Beyoncé recently posted a picture of herself on Instagram posing against a white wall in a belted top and contrasting pencil skirt; the next day, she wore a low-cut romper during a photo shoot in some sort of basil garden.
Both looks are the work of Reuben Reuel, 28, a Brooklyn-based designer who has spent the last four years building a brand called Demestiks New York. Primarily sold on Etsy, the womenswear line is based on Dutch wax prints and other classic African patterns.
Long before Suno was a twinkle in Net-a-Porter’s eye, Reuel was using traditional fabrics to make garments for the women he met at church in his hometown of Virginia Beach. He would take their orders after Sunday service and create one-off garments based on what each client needed. As word of mouth spread, he developed a loyal following of locals — and eventually moved to New York to launch his own brand in 2009. With his bold use of color and indie fashion-girl aesthetic, his work has a vintage, girly quality to it. It draws on the bolder elements that came out of the ’70s and ’80s — peplums, dolman sleeves, and oversize bows. Think of him as Bushwick’s answer to Stella Jean.
Reuel talked to the Cut about his Garment District beginnings, the road to Beyoncé’s closet, and why he’ll always make his dresses available on Etsy.
How did Beyoncé discover you?
I mean, what am I doing with Beyoncé wearing my clothes right now? [Laughs.] Well, my first celebrity was, believe it or not, Michelle Williams of Destiny’s Child. She was doing Fela! at the time and wanted to incorporate the African print in a stylish way when she did interviews. For the longest [time], everyone was telling me, "You should dress Solange; she lives in Brooklyn." But it ended up coming from Beyoncé. A friend of mine is one of Beyoncé’s stylists and told me she wanted to pull some things for her. But you never know if the celebrity will ever wear it. When I found out she did and posted it online, I was driving and my friend in the car was checking Instagram and told me. I screamed and nearly got in a car accident.

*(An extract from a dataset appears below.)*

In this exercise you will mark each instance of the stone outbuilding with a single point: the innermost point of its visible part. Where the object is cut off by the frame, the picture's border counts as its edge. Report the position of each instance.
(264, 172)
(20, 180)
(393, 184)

When did you first feel the urge to design clothing?
I guess you could say I was 5 or 6 years old. I gave my mother and sister tips on what to wear. I’d help them pick their clothes out. And then I took a Home Economics class in middle school and that’s when I really learned about sewing. I guess I always had the eye.
When did it go from childhood hobby to potential career?
I went to a vocational school to study fashion design my junior and senior years of high school. Being able to learn how to make patterns and drape fabric made me fall in love with fashion even more. I later went to the Art Institute of New York City. I knew that I had to move to New York. I didn’t finish school, though, because it got too expensive. But I got internships, and through my internships I learned a lot about the Garment District and began to form my own relationships with the fabric vendors. I told myself that I wanted to support the Garment District as much as I could.
What made you want to start your own line?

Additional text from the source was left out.